In assays using hybridization signals, probes complementary to sequences comprising the nucleotides of the invention are used. In this technique, hybridization signals of probes and target sequences are detected to directly determine the risk of disease.

As used herein, the term “probe” refers to a linear oligomer having naturally occurring or modified monomers or bonds, including deoxyribonucleotides and ribonucleotides that can hybridize to a particular nucleotide sequence. Preferably, the probe is single stranded for maximum efficiency in hybridization.
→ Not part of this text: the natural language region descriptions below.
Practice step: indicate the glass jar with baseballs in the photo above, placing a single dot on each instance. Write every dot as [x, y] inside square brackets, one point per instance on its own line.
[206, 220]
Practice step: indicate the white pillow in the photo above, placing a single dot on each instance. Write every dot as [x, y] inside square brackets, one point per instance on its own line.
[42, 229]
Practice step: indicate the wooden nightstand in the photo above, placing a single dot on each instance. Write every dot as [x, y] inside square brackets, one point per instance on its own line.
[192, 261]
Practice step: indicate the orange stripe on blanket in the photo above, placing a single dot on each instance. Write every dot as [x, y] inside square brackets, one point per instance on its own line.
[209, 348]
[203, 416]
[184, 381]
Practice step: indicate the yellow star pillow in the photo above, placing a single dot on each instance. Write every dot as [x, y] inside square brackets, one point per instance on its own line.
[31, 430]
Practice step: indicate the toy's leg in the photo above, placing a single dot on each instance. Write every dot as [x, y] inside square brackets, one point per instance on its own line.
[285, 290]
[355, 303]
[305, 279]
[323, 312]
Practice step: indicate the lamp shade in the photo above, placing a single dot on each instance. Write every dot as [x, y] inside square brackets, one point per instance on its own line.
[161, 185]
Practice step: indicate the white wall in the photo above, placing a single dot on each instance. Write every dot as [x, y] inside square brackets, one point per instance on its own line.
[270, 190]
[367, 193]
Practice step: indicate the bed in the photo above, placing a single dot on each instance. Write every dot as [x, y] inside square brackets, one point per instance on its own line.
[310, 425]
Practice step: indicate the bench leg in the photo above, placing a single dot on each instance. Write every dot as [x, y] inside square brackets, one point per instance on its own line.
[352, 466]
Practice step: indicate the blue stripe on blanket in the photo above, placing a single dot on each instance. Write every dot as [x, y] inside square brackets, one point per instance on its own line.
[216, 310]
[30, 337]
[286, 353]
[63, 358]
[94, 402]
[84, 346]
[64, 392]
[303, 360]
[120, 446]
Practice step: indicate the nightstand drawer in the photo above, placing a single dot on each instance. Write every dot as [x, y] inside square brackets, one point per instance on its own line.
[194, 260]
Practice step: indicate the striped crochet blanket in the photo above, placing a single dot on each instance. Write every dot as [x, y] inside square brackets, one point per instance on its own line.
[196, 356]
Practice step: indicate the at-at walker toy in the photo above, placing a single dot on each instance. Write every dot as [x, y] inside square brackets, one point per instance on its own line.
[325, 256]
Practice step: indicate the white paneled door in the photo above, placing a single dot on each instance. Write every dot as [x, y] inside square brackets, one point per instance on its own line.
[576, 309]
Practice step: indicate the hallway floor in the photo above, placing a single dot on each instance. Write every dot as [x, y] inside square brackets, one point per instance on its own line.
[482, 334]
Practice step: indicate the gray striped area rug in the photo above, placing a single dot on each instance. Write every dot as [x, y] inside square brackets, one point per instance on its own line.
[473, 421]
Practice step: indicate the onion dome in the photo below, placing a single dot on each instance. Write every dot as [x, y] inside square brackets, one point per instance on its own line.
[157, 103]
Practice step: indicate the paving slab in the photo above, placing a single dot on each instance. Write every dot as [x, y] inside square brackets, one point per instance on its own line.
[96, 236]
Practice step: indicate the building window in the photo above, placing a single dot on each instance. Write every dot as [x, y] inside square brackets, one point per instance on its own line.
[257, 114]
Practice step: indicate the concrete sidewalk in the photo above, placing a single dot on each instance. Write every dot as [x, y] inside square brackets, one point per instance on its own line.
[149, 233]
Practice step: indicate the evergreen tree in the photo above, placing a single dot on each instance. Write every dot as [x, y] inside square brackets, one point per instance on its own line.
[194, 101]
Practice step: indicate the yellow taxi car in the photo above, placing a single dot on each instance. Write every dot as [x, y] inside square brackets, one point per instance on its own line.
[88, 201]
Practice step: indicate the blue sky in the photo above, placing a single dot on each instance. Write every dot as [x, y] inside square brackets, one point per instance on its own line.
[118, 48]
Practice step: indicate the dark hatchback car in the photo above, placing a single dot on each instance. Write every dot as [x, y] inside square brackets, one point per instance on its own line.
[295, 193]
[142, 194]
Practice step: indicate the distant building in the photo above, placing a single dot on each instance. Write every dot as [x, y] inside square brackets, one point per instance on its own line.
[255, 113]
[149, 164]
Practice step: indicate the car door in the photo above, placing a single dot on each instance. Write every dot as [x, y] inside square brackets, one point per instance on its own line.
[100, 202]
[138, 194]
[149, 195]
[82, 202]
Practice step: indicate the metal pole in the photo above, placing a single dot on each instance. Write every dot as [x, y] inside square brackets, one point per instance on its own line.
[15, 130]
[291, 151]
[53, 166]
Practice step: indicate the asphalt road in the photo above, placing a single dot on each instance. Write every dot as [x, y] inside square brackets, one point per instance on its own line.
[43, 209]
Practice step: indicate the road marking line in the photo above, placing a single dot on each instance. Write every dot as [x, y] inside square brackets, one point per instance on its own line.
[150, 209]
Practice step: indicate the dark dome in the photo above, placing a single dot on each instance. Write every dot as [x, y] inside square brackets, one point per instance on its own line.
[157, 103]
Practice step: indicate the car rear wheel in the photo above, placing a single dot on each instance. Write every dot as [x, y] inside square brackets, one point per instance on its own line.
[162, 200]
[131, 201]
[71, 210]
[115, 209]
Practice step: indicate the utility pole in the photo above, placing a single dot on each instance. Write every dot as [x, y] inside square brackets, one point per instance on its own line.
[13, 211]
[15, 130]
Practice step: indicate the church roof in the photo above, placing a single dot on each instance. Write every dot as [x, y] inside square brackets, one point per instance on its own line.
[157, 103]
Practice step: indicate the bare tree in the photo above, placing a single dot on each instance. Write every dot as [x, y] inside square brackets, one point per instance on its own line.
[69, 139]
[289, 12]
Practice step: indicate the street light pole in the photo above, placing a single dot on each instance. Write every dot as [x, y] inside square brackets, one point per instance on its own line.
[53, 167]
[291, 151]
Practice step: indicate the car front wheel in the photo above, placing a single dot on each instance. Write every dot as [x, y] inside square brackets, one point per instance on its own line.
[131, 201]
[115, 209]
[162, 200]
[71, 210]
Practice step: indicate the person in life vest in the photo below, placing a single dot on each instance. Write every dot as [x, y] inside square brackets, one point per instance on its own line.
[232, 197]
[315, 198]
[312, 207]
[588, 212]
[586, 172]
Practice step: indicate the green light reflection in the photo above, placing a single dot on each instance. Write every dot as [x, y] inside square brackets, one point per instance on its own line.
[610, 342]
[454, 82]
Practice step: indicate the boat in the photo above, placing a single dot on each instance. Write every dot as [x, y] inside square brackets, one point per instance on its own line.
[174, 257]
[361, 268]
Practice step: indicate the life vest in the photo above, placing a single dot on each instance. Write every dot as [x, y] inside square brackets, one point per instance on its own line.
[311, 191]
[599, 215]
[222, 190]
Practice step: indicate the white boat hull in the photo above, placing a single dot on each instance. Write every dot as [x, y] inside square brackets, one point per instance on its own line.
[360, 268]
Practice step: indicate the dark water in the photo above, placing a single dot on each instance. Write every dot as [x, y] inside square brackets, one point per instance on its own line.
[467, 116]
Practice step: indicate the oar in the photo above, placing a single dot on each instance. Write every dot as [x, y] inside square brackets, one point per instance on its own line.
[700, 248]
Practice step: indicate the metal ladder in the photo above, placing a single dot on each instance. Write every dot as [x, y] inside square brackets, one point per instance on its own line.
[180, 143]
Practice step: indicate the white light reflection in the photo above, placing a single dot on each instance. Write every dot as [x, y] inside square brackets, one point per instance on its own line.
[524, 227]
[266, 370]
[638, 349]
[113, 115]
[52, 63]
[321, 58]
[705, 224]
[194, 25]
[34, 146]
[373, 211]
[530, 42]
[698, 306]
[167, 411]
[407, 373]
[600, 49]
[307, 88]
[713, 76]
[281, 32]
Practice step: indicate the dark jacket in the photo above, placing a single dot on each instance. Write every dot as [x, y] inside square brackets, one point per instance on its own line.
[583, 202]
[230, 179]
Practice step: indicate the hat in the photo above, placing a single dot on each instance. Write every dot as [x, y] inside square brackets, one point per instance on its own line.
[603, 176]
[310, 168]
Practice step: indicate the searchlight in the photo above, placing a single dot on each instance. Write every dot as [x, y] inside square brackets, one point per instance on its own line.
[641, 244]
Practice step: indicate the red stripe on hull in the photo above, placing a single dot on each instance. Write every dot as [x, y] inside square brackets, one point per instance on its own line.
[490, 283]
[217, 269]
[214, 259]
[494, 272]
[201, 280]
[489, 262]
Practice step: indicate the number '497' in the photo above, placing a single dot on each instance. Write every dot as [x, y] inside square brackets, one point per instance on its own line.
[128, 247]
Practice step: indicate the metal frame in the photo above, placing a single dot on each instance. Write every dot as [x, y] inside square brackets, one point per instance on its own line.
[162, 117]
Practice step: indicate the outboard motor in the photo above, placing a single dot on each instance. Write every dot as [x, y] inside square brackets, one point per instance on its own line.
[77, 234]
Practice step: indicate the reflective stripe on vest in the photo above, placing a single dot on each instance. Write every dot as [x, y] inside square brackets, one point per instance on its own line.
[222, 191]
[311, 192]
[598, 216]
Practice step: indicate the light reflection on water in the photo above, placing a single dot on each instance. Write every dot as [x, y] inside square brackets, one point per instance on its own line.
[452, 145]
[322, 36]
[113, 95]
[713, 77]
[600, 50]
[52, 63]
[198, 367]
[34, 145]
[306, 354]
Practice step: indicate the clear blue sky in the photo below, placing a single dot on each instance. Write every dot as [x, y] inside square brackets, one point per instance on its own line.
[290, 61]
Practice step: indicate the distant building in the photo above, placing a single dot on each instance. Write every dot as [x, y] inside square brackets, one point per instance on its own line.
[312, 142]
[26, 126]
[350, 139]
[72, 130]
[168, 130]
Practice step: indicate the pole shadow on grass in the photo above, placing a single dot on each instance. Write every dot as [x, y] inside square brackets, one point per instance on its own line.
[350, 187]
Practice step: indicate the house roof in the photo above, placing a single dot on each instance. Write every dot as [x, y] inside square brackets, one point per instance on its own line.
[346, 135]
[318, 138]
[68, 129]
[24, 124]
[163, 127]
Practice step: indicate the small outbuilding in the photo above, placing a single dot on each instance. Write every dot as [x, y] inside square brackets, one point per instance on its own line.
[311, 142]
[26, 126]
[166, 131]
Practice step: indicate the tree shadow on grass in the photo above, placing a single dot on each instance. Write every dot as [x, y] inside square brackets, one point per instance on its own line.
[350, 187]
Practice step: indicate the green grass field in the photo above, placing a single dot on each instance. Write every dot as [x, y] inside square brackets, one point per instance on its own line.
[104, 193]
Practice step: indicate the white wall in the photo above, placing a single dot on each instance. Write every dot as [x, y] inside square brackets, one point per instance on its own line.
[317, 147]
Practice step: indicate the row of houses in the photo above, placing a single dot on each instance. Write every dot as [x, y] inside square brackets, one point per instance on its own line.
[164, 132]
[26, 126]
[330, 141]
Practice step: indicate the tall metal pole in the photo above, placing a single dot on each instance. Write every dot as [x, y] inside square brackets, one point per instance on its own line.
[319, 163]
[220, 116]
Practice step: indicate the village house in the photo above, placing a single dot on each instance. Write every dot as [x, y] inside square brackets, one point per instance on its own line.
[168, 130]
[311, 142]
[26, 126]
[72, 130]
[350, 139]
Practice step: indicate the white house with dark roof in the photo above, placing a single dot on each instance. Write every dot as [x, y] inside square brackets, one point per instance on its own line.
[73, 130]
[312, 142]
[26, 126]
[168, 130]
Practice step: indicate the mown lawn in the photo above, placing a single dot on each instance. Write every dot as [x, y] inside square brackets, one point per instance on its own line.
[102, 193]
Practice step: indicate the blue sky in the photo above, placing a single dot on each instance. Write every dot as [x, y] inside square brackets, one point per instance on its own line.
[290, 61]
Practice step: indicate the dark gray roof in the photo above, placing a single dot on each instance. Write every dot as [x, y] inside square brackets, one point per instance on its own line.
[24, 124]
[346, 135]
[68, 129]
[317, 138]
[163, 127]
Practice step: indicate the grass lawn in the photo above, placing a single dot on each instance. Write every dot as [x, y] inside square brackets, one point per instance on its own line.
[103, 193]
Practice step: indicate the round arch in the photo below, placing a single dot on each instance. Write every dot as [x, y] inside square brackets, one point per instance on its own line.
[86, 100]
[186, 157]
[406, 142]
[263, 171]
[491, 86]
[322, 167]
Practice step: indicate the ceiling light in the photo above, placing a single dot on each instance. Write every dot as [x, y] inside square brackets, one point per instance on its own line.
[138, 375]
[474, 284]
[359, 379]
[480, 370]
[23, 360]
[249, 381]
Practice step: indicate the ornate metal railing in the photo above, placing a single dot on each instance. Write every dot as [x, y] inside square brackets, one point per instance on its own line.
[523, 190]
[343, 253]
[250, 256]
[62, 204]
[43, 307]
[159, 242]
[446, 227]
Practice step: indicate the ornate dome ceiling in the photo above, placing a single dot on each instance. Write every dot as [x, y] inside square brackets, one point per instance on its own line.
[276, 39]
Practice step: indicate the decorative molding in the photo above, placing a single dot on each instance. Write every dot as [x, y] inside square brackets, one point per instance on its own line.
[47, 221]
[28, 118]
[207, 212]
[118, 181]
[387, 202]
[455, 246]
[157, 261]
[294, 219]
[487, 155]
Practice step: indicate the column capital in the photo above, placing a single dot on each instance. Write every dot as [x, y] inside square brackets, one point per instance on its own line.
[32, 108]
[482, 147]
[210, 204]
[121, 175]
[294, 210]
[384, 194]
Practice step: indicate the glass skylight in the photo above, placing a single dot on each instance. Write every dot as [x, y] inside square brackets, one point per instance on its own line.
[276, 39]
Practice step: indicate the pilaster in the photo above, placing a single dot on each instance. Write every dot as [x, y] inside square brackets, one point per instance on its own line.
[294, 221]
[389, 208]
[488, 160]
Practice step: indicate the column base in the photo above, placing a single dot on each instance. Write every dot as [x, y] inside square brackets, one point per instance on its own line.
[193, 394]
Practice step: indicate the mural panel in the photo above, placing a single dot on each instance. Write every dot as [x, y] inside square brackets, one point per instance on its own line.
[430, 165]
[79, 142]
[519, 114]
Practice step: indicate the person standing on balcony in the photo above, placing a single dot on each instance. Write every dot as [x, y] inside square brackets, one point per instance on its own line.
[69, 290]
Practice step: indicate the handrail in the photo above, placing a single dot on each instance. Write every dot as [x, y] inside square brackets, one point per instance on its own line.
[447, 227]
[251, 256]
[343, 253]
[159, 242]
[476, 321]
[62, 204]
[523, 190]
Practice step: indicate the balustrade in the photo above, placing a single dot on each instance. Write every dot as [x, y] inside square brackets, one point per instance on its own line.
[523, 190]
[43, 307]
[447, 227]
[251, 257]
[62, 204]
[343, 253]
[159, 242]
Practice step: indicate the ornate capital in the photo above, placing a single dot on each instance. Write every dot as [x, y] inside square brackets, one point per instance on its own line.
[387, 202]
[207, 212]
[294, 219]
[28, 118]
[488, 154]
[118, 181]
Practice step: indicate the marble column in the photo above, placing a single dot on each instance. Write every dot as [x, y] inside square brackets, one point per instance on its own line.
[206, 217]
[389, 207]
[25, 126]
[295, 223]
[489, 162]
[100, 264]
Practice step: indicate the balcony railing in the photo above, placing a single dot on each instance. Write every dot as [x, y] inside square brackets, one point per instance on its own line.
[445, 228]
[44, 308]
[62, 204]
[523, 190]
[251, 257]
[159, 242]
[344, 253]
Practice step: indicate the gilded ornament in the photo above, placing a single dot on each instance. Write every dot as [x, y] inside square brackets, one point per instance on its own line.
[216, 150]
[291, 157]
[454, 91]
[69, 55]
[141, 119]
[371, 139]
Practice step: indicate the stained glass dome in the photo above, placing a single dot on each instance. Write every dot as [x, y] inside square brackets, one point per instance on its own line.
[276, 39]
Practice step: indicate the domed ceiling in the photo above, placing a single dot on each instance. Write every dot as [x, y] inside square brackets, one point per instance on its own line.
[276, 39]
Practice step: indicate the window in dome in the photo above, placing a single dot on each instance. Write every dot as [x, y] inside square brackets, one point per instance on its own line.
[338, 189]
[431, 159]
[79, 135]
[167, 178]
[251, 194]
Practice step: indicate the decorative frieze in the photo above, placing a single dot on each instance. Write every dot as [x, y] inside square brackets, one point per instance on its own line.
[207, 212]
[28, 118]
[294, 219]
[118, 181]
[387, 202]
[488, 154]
The probe is preferably deoxyribonucleotide.

As the probe used in the present invention, a sequence that is perfectly complementary to the sequence including the nucleotide may be used, but a sequence that is substantially complementary to the extent that does not prevent specific hybridization may be used. It may be. Preferably, the probe used in the present invention comprises a sequence that can hybridize to a sequence comprising the nucleotide of the present invention. More preferably, the 3′-end or 5′-end of the probe has a base complementary to the nucleotide. In general, in a probe having a base complementary to the nucleotide base at the 3'- or 5'-end, since the stability of the duplex formed by hybridization tends to be determined by the matching of the terminal sequence If the terminal portion does not hybridize, these duplexes may disintegrate under stringent conditions.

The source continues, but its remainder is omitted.